La extrema derecha ha convertido las acusaciones infundadas de fraude electoral en un elemento recurrente de su estrategia política, especialmente cuando pierde elecciones o anticipa una posible derrota. Trump denunció un fraude masivo en las elecciones de 2020 que decenas de tribunales han desestimado. Bolsonaro cuestionó la fiabilidad del sistema de voto electrónico brasileño. Acusaciones similares se dan en el resto de Europa, desde el voto por correo hasta la configuración del censo. Es la quintaesencia de la futbolización del discurso político: el árbitro siempre está comprado por el adversario, que solo sabe ganar mediante malas artes.
La futbolización del relato político está en todas partes. La camiseta (las siglas, el partido) sustituye al criterio. De igual forma que el juicio de un penalti depende de si es a favor o en contra, en política una medida no se juzga por su contenido, sino por quién la propone. Los árbitros, las reglas, en política están siempre bajo cuestión. Jueces, organismos electorales, instituciones independientes… el populismo necesita convertirlos en parte del conflicto porque, si son neutrales, la derrota no puede atribuirse a causas externas. Gobierno de los jueces, lawfare, ingeniería electoral, Tribunal Constitucional colonizado, Fiscalía al servicio del Gobierno… hay multitud de ejemplos entre los que elegir.

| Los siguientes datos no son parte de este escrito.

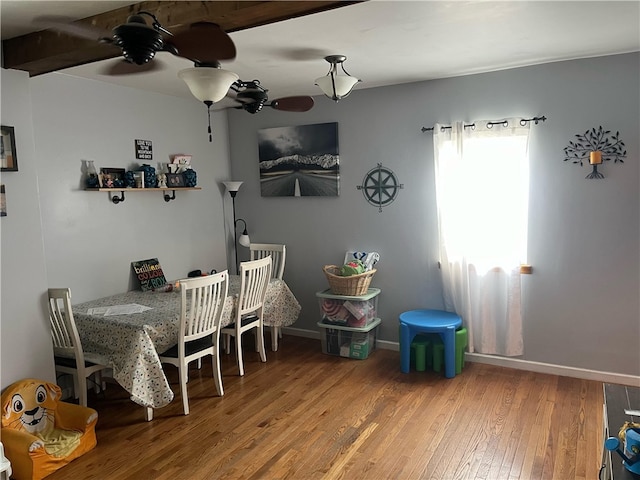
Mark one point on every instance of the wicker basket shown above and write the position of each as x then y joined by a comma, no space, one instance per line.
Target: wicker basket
354,285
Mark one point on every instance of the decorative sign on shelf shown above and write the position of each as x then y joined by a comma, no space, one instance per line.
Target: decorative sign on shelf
149,274
144,150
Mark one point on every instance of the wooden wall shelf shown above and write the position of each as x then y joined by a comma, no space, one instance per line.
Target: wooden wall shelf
167,198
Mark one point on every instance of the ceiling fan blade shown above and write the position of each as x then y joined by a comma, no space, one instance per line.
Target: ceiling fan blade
67,25
204,42
293,104
123,67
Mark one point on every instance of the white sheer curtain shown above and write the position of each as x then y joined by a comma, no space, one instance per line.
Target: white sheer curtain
482,191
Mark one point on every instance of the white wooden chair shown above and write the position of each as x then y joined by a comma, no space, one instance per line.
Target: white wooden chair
69,356
278,254
254,280
200,315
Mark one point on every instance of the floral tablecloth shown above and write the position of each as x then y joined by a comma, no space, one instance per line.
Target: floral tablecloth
131,342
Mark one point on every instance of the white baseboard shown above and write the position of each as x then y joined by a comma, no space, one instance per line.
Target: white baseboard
507,362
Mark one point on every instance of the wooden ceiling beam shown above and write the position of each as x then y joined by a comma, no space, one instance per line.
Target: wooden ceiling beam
49,50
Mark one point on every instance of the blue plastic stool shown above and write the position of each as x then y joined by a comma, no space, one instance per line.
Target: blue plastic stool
414,322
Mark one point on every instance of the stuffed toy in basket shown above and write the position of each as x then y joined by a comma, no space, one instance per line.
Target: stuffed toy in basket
41,434
352,278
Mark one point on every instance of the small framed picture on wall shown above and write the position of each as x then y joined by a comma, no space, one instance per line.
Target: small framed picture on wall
8,155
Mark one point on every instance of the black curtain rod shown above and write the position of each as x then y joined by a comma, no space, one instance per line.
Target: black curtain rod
524,121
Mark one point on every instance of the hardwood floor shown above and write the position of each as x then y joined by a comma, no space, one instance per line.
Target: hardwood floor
306,415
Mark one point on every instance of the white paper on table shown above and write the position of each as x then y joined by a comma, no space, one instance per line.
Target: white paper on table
118,309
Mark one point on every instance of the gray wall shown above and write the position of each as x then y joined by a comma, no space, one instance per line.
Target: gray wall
58,235
580,306
25,341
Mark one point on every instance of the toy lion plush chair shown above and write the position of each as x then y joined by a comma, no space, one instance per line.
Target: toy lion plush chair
41,434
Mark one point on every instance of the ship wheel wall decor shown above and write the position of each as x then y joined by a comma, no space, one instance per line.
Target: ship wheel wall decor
380,187
596,146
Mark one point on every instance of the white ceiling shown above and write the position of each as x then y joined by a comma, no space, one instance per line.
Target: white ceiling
386,42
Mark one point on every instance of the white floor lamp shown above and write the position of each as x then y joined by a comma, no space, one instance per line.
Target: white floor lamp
232,188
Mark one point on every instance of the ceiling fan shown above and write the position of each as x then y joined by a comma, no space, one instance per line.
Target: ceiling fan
252,97
203,43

Es obligatorio en este proceso deshumanizar al rival, que deja de ser legítimo y pasa a ser un enemigo al que se juzga no por lo que hace, sino por lo que es: sanchismo, la casta, etcétera. De ahí expresiones tan habituales en el discurso político como la anti-España, los fachas, los golpistas, los enemigos del pueblo… No es confrontación de ideas, de la misma forma que las jugadas polémicas de un Barça-Madrid no son una discusión deportiva, sino un choque de identidades, de relatos y de lealtades. Un choque de trincheras.
A un aficionado futbolístico nadie le pide objetividad, ni moderación ni ecuanimidad. Pero en el sistema democrático sucede lo opuesto: políticos y ciudadanos necesitan aceptar que el adversario puede ganar legítimamente, que las reglas son comunes y que el árbitro puede equivocarse sin que ello signifique que esté comprado. Si estas premisas desaparecen, la política emprende un descenso al abismo. La política se puede ejercer con pasión sin que sea un fondo ultra. La democracia exige admitir que, algunas veces, el árbitro acierta cuando pita en contra. Por este motivo, la polémica sobre la ley de nietos es un gol en propia puerta de nuestra democracia.